“Saved by a Pipe! Yes, by God,” said Charlie Hannon one night as we sat at a wake. “Let me tell you, there’s a powerful lot of strange things to be seen and felt, and don’t let anyone tell me that there’s not!”
“I wouldn’t doubt it, Charlie,” said I.
Without even recognising that I had answered him, Charlie continued, “The night my father died I went to Dungannon for to get pipes and tobacco for the wake, and to tell my sister that lived there about the death of our da. Well, I left the house about eight o’clock, or thereabouts, for as you know I had a long road to travel – aye, fifteen miles if it’s an inch. I went by the Rock, for I had a fine lump of a mare with me that I had bought at the time. Her name was Sally, and sure there wasn’t another horse the likes of her to be had in all the parish. Now, it was pretty late when I left Dungannon, between midnight and one o’clock at least, but I didn’t hear or see a thing until I came as far as the wood on this side of Rock. We must have been just in the middle of it when the mare suddenly stopped, and she gave three snorts out of her nostrils. Well, as you know, I never was one to be afraid of anything, but I thought to myself that if maybe there’s something unnatural roaming around here now? You see, I never have known Sally to be afraid of anything dead or alive before that night.”

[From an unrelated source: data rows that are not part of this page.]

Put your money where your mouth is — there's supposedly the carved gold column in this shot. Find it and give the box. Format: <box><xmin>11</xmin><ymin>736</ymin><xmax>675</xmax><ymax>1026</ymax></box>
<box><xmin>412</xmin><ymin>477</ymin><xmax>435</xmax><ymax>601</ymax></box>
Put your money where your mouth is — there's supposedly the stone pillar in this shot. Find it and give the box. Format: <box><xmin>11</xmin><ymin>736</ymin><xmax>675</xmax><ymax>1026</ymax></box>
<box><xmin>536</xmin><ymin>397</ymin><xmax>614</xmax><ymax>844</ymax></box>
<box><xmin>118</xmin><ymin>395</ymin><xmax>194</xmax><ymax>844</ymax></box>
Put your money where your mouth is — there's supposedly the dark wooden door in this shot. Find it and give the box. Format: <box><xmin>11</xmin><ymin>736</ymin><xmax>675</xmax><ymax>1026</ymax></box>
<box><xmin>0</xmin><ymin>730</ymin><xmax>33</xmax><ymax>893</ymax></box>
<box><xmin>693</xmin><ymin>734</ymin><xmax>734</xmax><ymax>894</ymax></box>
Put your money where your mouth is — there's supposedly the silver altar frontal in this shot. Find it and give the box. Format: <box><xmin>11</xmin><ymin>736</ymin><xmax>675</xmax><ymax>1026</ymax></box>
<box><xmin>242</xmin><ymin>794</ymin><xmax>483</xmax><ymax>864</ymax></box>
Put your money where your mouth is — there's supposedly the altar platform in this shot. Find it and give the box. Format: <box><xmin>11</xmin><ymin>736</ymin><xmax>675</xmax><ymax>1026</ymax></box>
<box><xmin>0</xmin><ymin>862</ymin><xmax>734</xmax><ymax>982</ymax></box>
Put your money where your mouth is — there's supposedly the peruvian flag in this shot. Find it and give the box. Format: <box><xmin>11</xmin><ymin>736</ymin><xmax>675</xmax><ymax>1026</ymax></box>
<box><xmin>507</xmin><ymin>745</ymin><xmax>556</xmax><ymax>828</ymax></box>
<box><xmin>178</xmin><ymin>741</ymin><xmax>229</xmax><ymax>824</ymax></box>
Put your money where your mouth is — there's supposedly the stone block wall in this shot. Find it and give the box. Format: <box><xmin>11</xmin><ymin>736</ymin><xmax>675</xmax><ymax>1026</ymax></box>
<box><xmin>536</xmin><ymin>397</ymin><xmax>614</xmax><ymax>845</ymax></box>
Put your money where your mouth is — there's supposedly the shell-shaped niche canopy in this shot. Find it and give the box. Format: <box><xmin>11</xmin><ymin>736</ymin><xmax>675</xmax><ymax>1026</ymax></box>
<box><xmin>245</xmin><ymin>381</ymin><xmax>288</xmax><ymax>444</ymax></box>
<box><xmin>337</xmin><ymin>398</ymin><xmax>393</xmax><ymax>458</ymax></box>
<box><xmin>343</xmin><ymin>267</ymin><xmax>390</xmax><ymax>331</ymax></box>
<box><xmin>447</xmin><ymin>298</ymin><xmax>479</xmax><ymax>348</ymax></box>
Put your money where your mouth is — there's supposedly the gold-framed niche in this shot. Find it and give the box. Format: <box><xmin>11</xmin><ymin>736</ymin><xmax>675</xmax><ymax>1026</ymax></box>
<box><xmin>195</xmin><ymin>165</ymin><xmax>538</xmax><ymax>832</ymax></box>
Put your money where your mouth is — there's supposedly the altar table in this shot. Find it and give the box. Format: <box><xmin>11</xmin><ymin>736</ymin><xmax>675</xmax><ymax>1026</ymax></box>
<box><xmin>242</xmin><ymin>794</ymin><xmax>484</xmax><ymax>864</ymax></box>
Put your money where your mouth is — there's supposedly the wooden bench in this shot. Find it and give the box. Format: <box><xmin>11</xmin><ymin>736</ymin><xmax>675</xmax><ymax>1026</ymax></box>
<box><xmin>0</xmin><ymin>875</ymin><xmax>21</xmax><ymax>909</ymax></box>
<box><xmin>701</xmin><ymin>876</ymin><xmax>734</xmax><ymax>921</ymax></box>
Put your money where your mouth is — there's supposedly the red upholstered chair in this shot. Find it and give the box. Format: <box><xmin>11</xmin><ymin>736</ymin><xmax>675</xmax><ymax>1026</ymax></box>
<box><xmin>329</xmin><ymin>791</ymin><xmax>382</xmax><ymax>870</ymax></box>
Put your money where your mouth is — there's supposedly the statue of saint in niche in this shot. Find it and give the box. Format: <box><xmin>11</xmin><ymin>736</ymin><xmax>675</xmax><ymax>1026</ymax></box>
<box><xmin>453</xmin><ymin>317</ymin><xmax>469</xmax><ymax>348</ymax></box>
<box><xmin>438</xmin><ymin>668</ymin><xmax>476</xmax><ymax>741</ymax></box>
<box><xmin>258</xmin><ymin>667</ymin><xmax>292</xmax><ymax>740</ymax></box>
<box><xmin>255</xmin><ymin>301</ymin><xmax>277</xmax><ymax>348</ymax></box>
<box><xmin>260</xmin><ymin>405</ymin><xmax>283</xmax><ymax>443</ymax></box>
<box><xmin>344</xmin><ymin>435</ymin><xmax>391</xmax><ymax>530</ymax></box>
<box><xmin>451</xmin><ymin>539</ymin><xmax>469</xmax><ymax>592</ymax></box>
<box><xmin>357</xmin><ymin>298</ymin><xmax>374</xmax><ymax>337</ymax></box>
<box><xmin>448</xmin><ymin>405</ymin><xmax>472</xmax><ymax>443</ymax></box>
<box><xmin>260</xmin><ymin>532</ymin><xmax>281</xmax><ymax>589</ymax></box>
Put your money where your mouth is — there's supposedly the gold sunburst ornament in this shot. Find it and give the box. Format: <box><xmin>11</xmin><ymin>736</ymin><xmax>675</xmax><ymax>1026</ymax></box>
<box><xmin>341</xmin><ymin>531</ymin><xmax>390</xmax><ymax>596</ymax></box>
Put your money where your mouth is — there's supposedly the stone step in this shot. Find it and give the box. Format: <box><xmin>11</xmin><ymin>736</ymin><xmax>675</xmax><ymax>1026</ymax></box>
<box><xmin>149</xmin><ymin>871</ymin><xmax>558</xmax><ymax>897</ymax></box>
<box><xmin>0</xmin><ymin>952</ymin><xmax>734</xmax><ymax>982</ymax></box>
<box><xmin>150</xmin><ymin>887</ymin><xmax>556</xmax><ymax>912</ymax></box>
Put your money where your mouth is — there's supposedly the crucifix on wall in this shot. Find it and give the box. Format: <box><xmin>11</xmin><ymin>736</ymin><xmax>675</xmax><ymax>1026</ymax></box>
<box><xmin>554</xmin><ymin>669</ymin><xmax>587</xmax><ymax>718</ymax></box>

“’ Go on Sally,’ says I and patted her gently on the neck with my hand. But, the devil a bit would the poor mare stir. She just kept snorting, and snorting, and going back and back. ‘ Be you devil or sent by him!’ cries I, ‘man or beast, or whatever you are, get out of the mare’s way and let me get home to me father’s wake with the pipes and tobacco for the neighbours who are waiting for them.’ But, devil the answer did I get. Things were not looking good, I thought to myself, and what am I going to do now? It was then that I remembered that it was the right thing to do, to put a pipe in the lining of your hat whenever you come across anything unnatural. Sure, I had a couple of the pipes in the pocket of my coat that I couldn’t fit in the box and I put down my hand and took one up and put it inside the lining of my hat. Well, by all that’s holy! I had no sooner done that than up came a man on horseback.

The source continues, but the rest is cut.